Biology X | Control and Coordination | Human Brain

Human Brain

Is reflex action the only function of the spinal cord? Obviously not, since we know that we are thinking beings. Spinal cord is made up of nerves which supply information to think about. Thinking involves more complex mechanisms and neural connections. These are concentrated in the brain, which is the main coordinating centre of the body. The brain and spinal cord constitute the central nervous system. They receive information from all parts of the body and integrate it.

We also think about our actions. Writing, talking, moving a chair, clapping at the end of a programme are examples of voluntary actions which are based on deciding what to do next. So, the brain also has to send messages to muscles. This is the second way in which the nervous system communicates with the muscles. The communication between the central nervous system and the other parts of the body is facilitated by the peripheral nervous system consisting of cranial nerves arising from the brain and spinal nerves arising from the spinal cord. The brain thus allows us to think and take actions based on that thinking. As you will expect, this is accomplished through a complex design, with different parts of the brain responsible for integrating different inputs and outputs. The brain has three such major parts or regions, namely the fore-brain, mid-brain and hind-brain.

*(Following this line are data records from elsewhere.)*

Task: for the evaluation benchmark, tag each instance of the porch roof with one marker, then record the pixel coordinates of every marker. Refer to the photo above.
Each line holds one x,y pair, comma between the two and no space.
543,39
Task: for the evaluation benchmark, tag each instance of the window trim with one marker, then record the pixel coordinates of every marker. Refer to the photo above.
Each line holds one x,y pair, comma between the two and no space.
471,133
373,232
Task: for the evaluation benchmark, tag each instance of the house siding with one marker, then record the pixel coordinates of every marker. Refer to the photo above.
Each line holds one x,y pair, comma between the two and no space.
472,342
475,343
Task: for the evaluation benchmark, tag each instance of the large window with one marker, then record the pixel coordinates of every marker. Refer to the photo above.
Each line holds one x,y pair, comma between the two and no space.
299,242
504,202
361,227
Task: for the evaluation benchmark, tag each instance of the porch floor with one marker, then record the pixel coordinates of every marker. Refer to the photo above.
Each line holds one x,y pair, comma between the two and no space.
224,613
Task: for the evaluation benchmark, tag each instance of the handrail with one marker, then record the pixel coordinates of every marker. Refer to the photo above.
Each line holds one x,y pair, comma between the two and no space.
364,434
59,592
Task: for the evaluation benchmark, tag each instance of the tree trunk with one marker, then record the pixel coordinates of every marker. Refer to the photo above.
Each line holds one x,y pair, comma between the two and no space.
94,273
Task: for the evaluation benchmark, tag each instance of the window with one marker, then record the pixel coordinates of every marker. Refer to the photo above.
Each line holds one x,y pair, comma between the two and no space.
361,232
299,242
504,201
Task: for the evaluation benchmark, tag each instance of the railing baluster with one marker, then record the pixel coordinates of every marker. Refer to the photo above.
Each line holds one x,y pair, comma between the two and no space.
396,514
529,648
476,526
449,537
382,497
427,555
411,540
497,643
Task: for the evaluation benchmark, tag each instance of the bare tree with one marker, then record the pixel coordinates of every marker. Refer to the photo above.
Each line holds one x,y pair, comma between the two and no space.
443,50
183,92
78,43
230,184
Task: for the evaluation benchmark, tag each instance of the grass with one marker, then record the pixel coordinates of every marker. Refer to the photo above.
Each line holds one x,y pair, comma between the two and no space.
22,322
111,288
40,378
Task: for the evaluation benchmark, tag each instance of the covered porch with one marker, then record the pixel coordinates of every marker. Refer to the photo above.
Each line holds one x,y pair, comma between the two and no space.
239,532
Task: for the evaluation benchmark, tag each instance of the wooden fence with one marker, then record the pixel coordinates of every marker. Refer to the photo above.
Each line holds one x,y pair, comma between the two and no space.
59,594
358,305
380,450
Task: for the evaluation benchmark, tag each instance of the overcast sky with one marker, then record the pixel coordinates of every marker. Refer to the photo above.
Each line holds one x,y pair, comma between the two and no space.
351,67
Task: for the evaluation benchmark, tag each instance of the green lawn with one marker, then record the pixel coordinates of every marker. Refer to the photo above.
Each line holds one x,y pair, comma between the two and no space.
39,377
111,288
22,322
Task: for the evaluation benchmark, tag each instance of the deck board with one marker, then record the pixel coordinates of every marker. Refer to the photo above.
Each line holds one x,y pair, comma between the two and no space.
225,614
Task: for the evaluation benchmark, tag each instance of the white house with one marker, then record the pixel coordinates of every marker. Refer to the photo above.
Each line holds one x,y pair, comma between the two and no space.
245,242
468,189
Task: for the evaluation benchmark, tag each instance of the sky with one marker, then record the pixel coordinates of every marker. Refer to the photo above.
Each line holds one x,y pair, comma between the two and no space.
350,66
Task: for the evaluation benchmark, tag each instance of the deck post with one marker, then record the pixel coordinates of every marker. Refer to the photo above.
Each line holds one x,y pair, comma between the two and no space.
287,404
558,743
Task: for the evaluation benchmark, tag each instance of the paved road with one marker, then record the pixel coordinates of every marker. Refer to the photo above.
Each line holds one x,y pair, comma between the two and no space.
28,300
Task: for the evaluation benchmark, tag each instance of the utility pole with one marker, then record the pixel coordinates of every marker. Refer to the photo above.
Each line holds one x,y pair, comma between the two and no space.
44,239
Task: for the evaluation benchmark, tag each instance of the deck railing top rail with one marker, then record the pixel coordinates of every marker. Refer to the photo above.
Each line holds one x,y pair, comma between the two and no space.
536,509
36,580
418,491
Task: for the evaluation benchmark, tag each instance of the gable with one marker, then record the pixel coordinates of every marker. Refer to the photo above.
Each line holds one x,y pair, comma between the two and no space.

The fore-brain is the main thinking part of the brain. It has regions which receive sensory impulses from various receptors. Separate areas of the fore-brain are specialised for hearing, smell, sight and so on. There are separate areas of association where this sensory information is interpreted by putting it together with information from other receptors as well as with information that is already stored in the brain. Based on all this, a decision is made about how to respond and the information is passed on to the motor areas which control the movement of voluntary muscles, for example, our leg muscles. However, certain sensations are distinct from seeing or hearing, for example, how do we know that we have eaten enough? The sensation of feeling full is because of a centre associated with hunger, which is in a separate part of the fore-brain.


Study the labelled diagram of the human brain. We have seen that the different parts have specific functions. Can we find out the function of each part?

Let us look at the other use of the word ‘reflex’ that we have talked about in the introduction. Our mouth waters when we see food we like without our meaning to. Our hearts beat without our thinking about it. In fact, we cannot control these actions easily by thinking about them even if we wanted to. Do we have to think about or remember to breathe or digest food? So, in between the simple reflex actions like change in the size of the pupil, and the thought out actions such as moving a chair, there is another set of muscle movements over which we do not have any thinking control. Many of these involuntary actions are controlled by the mid-brain and hind-brain. All these involuntary actions including blood pressure, salivation and vomiting are controlled by the medulla in the hind-brain.

Think about activities like walking in a straight line, riding a bicycle, picking up a pencil. These are possible due to a part of the hind-brain called the cerebellum. It is responsible for precision of voluntary actions and maintaining the posture and balance of the body. Imagine what would happen if each of these events failed to take place if we were not thinking about it.